Table 6 provides evidence that Gutman’s co-authors are much more connected than co-authors of Stević, as they play more important, central roles in his collaboration network. To further examine how the collaborators of Ivan Gutman and Stevo Stević are embedded in their neighborhood in analyzed collaboration networks, we have performed the analysis of brokerage roles using UCINET tool. Brokerage roles are based on the studies presented in [70, 82]. Five brokerage roles are defined in [70]: coordinator, consultant, gatekeeper, representative, and liaison. Coordinator connects two members of the same group and belongs to the group. Consultant does not belong to the group but brokers a relation between two members of the same group. Gatekeeper is a member of a group who is at its boundary, and controls access of outsiders to the group. The role of the representative is to act as point of contact between members of the two groups. Representative belongs to one of the groups. On the contrary, liaison connects two groups, but is not part of either. In our collaboration networks, which are represented as undirected graphs, gatekeeper and representative roles are essentially the same.
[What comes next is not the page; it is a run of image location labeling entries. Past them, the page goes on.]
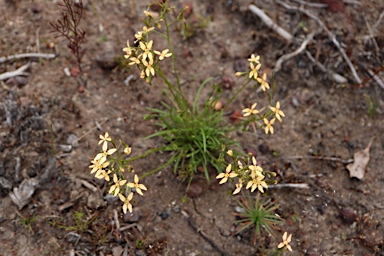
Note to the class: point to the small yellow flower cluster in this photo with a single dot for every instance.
(144, 56)
(254, 66)
(250, 174)
(104, 166)
(252, 112)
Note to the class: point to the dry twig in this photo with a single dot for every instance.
(327, 158)
(316, 5)
(269, 22)
(17, 72)
(332, 36)
(290, 55)
(27, 55)
(338, 78)
(290, 185)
In both networks, we added attributes to identify originating countries of each collaborator, and then we performed the analysis. The results are shown in Tables 7 and 8. We have taken the top-7 collaborators, since the analysis for Stevo Stević did not show any other brokerage roles among other collaborators. The analysis has found an interesting difference in collaboration patterns of the two scientists that is obviously visible from Figs. 9 and 10. In Stević’s network, only few collaborators have identified brokerage roles of low intensity. The only notable exception is Bratislav Iricanin with the strongest liaison role. This result corresponds to the analysis of betweenness centrality described above. Obviously, Stević does not connect groups from different countries in joint research, but works on individual basis or in small groups from one country.
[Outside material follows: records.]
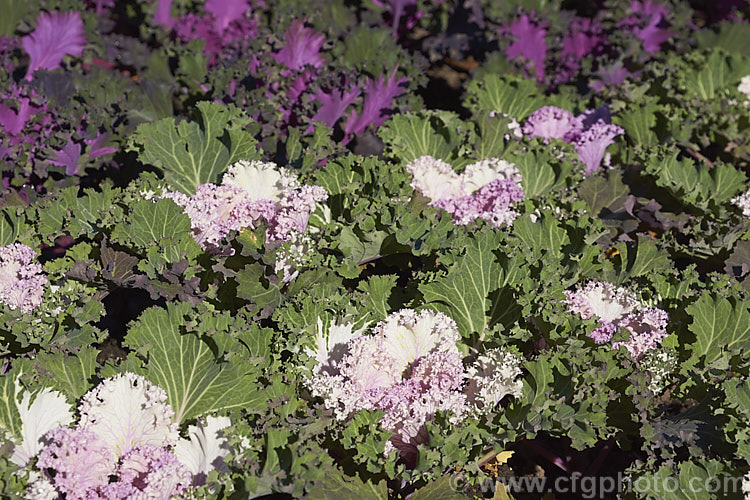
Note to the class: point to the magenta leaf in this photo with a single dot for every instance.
(302, 47)
(379, 96)
(226, 11)
(56, 35)
(14, 121)
(68, 157)
(529, 44)
(334, 104)
(97, 146)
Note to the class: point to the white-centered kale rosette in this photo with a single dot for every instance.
(408, 366)
(124, 445)
(35, 303)
(255, 193)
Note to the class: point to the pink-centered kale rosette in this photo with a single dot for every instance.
(590, 133)
(21, 280)
(410, 368)
(126, 444)
(251, 193)
(618, 309)
(486, 190)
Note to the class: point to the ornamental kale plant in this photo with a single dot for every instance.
(374, 249)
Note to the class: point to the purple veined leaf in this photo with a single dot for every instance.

Table 7 Brokerage roles measures for top-7 collaborators of Ivan Gutman
Table 8 Brokerage roles measures for top-7 collaborators of Stevo Stević

On the other hand, the collaboration patterns of Ivan Gutman are much more diverse, since his collaborators have different identified roles. The role of the liaison seems to be predominant for his top-5 collaborators. The second most important role is that of the gatekeeper/representative. The diversity of roles shows that professor Gutman is involved in multilateral international cooperation, which results in published papers with coauthors from different countries (groups). Previous analysis showed that professor Gutman cooperated with almost three times more countries than Stević, and has a higher number of coauthors per paper. Those factors affect the potential for international research collaboration, as described in [21].

Discussion and comparison with the period 2014–2023

This paper focuses on three collaboration patterns that lead to extraordinary publishing performance. In this section, some additional insight on such a high scientific production is given. We compared the obtained results with the ones from the open literature, as well as with the similar dataset for the later period 2014–2023.

Mega-authorship pattern

As we identified in our primary dataset, one of the prominent collaboration patterns is defined by mega-authorship papers with numerous authors. The number of those papers is on the increase in the last decade, raising questions about the fulfillment of authorship criteria that can be found in [73]. In the more recent period, COVID-19 pandemic and related research led to increase of such mega-authorship papers [83], as 13% of papers related to COVID-19 related research had 10 or more co-authors.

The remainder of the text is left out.